How to protect yourself from ATM skimming

Hampden County

CHICOPEE, Mass. (WWLP) – Three Romanian nationals are headed to prison after being sentenced for ATM skimming, ID theft, and racketeering.

According to U.S. Attorney Andrew Lelling, the three Romanian citizens were sentenced to prison in Federal Court in Boston for their part in a multi-state ATM skimming scheme.

The schemers struck in several cities and towns across Massachusetts, including in Amherst, Chicopee, Southwick, and Whately.

In just 18 months the group installed skimming devices in seven states.

Lelling said the group was getting credit card numbers and pins by placing skimming devices inside of ATMs, many of them throughout Massachusetts.

Victims who had their accounts hacked, said if you don’t catch it quickly, the charges can really rack up.

“Like upwards of $3,000. Thankfully almost immediately,” Javier Galarza of Springfield told 22News. “If I had been doing something else and busy, God knows.”

ATMs and gas stations are common spots for schemers to place these skimmers. Card skimmers can be hard to see, because they’re made to blend with the machine they’ve been attached to.

According to The Balance, a personal finance site, one sign of a skimmer is if the card reader is sticking far out. The skimmers are designed to be placed over the real card slot.

For this reason, a loose credit card reader can also be a sign. Because skimmers can be so hard to spot, your best bet may be monitoring your accounts to make sure there are no fraudulent charges.

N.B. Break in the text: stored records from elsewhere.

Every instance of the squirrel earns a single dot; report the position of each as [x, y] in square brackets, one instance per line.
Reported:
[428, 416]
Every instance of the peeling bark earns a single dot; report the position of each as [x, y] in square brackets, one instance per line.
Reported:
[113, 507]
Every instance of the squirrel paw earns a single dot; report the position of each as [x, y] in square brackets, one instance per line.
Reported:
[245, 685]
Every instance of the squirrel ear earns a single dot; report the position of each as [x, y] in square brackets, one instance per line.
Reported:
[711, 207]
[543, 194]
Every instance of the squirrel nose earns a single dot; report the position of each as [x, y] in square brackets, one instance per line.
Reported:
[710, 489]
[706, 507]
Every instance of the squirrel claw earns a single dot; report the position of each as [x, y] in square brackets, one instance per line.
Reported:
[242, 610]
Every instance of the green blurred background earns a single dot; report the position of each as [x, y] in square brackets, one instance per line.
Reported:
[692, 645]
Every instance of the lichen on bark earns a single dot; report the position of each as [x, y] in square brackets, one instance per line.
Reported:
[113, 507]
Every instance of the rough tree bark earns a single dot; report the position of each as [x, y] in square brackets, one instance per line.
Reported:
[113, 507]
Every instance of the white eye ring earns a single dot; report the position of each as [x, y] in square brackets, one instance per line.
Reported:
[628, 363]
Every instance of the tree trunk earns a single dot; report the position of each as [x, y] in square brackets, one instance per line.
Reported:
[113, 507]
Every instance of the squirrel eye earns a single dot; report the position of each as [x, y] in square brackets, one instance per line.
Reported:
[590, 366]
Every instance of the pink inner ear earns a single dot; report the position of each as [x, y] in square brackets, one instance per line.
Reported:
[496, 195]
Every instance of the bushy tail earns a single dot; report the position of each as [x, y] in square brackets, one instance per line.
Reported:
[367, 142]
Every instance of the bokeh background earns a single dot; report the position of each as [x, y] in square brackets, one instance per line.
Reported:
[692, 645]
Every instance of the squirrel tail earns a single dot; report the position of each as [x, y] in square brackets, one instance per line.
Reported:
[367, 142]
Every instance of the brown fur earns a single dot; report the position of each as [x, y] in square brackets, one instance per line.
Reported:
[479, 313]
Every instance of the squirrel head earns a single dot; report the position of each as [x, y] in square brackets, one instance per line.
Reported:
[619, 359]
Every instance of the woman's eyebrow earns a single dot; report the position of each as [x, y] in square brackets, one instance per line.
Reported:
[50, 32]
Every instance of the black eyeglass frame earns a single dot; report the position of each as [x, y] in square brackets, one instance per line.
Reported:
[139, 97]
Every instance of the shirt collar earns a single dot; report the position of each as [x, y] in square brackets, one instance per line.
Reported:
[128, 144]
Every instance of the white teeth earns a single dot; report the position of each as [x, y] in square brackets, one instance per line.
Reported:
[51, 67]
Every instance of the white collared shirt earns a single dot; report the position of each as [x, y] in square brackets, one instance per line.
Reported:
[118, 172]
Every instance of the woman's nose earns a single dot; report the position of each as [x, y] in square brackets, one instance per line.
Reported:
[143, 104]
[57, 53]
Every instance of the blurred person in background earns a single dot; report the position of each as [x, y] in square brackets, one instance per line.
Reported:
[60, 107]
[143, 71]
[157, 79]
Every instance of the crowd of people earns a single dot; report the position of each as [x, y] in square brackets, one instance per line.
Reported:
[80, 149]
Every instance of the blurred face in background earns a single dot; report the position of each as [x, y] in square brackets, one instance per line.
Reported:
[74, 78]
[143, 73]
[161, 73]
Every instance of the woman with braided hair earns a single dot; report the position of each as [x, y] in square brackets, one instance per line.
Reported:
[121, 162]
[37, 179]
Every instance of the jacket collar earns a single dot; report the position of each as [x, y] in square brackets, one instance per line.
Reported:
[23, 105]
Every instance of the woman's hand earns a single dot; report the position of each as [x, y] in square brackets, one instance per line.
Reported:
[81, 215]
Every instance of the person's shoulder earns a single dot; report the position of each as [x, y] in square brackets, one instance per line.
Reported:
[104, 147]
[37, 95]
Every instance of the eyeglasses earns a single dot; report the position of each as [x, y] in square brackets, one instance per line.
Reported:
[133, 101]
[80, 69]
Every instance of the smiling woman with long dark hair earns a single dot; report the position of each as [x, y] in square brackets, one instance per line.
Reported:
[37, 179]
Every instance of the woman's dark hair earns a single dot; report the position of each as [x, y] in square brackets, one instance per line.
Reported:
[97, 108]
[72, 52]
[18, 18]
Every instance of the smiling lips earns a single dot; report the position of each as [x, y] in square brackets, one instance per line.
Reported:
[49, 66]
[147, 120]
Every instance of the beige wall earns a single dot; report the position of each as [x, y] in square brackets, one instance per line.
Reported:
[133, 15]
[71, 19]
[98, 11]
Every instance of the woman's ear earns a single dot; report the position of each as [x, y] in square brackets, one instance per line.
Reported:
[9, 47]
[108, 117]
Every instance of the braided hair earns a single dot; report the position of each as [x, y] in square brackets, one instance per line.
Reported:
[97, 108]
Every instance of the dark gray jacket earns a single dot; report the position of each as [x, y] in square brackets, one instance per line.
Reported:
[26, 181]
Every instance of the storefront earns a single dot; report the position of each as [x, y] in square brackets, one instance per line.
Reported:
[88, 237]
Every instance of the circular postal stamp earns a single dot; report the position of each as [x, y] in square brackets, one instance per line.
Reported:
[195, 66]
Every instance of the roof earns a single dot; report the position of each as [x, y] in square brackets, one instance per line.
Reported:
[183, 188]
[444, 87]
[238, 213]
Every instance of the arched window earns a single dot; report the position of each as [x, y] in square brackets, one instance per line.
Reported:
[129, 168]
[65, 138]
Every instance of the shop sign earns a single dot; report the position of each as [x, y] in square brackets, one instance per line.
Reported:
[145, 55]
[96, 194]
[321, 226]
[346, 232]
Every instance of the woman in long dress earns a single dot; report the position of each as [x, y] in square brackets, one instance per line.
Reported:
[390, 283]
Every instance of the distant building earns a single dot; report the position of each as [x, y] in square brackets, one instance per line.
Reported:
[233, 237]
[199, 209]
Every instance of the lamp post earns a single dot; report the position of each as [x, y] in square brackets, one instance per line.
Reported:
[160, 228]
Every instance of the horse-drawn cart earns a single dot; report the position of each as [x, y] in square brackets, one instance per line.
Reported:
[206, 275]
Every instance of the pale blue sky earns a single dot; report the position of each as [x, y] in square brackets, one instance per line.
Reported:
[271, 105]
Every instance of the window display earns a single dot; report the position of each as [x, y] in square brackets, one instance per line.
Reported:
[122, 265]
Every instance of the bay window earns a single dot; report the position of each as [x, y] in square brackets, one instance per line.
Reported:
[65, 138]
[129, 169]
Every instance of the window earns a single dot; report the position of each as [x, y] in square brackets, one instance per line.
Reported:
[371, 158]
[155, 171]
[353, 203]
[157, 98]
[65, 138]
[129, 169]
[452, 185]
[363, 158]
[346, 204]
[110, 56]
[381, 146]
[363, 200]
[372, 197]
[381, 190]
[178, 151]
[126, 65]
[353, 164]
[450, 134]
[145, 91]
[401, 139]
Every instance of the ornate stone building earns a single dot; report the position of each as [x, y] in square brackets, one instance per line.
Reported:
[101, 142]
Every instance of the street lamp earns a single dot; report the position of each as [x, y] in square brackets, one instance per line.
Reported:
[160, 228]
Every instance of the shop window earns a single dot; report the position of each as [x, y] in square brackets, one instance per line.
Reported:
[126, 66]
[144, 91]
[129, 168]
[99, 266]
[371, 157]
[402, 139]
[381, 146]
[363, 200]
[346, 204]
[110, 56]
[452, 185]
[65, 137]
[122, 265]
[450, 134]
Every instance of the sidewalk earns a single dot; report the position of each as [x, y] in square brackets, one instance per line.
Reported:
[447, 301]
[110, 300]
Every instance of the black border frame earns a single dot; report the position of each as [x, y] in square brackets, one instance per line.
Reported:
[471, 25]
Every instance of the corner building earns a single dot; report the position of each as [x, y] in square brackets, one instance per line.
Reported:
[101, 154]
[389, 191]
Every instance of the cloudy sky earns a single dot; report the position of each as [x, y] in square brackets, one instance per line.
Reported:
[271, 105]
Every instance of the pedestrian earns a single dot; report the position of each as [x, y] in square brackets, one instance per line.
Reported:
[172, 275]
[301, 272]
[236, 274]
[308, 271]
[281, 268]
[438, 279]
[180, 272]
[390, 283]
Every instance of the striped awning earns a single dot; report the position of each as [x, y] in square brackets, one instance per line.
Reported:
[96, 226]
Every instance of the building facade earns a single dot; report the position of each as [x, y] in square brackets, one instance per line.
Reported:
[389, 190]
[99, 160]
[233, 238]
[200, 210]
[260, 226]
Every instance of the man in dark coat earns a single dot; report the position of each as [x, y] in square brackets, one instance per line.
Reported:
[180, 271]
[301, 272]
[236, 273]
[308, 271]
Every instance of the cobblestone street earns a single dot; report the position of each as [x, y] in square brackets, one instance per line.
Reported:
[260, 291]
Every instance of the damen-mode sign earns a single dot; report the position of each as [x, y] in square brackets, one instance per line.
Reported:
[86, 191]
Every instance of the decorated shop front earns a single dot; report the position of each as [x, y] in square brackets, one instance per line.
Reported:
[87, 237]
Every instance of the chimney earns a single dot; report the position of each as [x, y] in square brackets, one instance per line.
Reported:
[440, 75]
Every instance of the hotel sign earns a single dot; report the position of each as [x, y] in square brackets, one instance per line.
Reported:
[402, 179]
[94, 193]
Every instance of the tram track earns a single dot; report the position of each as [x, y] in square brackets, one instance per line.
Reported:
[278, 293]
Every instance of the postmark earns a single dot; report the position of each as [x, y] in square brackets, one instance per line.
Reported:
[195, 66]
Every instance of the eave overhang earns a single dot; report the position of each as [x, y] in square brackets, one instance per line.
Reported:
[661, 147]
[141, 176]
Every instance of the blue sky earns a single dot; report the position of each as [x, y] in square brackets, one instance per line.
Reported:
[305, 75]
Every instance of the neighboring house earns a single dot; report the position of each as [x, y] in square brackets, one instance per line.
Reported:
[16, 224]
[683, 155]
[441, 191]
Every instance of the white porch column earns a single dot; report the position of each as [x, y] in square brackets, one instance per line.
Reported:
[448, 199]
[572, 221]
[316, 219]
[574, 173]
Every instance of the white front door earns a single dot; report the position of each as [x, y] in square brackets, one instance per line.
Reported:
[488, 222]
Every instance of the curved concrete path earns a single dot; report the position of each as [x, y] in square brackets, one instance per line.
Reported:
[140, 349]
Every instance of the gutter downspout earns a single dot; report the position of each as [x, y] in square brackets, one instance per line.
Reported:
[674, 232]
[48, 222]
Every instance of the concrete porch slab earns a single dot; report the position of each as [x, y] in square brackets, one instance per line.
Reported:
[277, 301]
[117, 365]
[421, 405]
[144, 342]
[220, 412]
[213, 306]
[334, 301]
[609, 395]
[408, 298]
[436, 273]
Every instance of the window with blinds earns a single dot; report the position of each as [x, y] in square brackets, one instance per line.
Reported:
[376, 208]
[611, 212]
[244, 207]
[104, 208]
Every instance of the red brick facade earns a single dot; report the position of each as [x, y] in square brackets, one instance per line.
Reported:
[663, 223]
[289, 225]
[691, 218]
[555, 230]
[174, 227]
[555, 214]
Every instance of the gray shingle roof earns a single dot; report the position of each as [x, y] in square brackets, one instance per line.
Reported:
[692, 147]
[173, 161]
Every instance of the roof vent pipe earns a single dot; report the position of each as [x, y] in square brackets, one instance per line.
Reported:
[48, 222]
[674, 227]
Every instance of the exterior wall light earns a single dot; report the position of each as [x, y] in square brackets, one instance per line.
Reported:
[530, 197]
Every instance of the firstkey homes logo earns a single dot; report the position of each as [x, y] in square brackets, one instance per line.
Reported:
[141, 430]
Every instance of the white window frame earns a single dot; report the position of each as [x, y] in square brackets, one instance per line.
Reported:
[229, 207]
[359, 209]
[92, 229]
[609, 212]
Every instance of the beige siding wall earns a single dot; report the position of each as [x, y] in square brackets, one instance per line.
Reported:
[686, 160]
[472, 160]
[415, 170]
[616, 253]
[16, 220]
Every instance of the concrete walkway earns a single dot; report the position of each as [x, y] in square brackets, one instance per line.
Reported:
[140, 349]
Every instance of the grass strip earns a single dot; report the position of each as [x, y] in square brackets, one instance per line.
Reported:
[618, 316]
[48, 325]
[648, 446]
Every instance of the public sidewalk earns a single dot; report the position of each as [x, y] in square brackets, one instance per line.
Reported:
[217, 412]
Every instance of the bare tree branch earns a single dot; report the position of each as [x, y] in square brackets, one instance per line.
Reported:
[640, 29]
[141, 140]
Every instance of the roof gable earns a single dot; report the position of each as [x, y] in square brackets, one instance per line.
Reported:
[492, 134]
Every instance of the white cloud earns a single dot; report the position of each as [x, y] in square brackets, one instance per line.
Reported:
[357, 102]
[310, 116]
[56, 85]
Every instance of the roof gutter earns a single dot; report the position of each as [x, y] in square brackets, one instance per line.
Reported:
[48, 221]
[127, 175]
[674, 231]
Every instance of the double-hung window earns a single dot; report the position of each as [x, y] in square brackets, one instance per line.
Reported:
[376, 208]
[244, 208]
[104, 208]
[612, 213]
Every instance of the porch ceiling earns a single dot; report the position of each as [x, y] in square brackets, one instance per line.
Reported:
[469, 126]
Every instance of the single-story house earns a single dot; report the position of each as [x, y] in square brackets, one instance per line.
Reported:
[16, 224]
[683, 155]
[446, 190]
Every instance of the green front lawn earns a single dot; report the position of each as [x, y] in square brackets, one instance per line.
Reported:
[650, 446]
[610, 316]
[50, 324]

That’s why Galarza says he now gets email notifications connected to his card.

“I’ve had issues with my credit card and ID and my identity being stolen, so checking my emails constantly is a thing I do every day,” he told 22News. “Making sure no one else is getting on to my account, and it happens often.”

Using credit cards or cash is one way to protect yourself. Federal law limits your liability for fraudulent charges to $50, but wait more than two business days to report charges to a debit card, and you could be liable for as much as $500.